The 72-credit curriculum requires five semesters of full-time study. Courses address the standard topics, as well as oral communication or public speaking, critical thinking, writing, and psychology. Enrollees must complete three practicums in a variety of clinical settings.
In recent years, all of the program’s graduates have posted acceptable scores on the licensing exam and found employment as PTAs. The admission process is competitive because each class has a limited number of positions.

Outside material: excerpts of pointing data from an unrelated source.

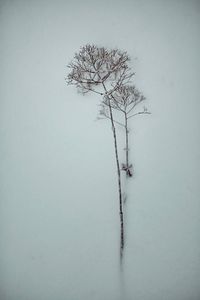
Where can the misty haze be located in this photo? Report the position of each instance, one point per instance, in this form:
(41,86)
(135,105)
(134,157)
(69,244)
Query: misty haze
(59,208)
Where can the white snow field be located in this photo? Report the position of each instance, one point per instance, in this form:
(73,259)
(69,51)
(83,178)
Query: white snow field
(59,216)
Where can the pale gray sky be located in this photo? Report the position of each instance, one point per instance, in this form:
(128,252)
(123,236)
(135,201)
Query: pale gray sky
(59,209)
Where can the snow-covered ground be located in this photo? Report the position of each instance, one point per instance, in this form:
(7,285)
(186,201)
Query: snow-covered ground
(59,222)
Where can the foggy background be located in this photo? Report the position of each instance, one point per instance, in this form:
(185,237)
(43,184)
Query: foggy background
(59,222)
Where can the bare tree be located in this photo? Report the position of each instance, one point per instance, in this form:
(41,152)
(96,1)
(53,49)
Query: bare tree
(106,72)
(125,99)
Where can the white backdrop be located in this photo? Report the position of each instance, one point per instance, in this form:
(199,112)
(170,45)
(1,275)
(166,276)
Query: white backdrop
(58,188)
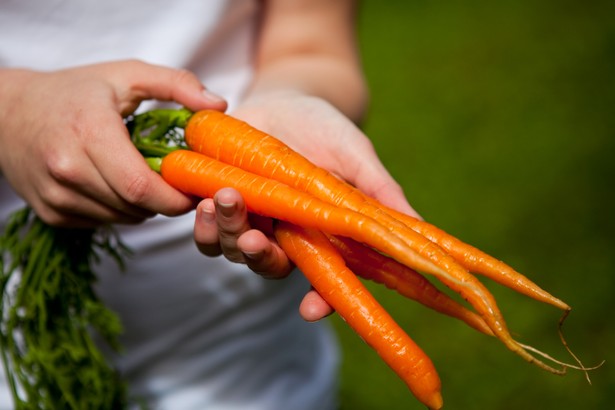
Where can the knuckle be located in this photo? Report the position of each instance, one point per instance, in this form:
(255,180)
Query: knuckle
(183,76)
(63,168)
(136,189)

Prospective PTAs must commit about two years to postsecondary education to earn an Associate of Applied Science (AAS) degrees. They attend lectures in classrooms, receive hands-on instruction in laboratories, and get real-world experience in public physical therapy clinics.
These programs feature classes in medical terminology, anatomy and physiology, kinesiology, human diseases, physical therapy interventions, orthopedic and neurological rehabilitation, and therapeutic exercises. Some curricula surpass state requirements by teaching additional subject matter or providing more extensive clinical training.
Practitioners here make an average of nearly $60,000 a year or $29 per hour—a little more than the approximately $58,000 or $28 that the typical U.S. PTA earns.
In Alaska, the most highly paid 10% receive either $80,550-plus annually or about $38.75 hourly—which barely exceeds the national medians of over $79,800 or $38.35. The state’s worst-paid 10% get more than $36,100 or $17.35, while PTAs nationwide bring in almost $33,800 or $16.25.
The availability of Alaska jobs in this field is expected to rise from 80 in 2016 to 100 in 2026, with about 10 positions opening each year. This would amount to a 24% rate of growth, a bit short of the 27% median that the federal Bureau of Labor Statistics projects nationally.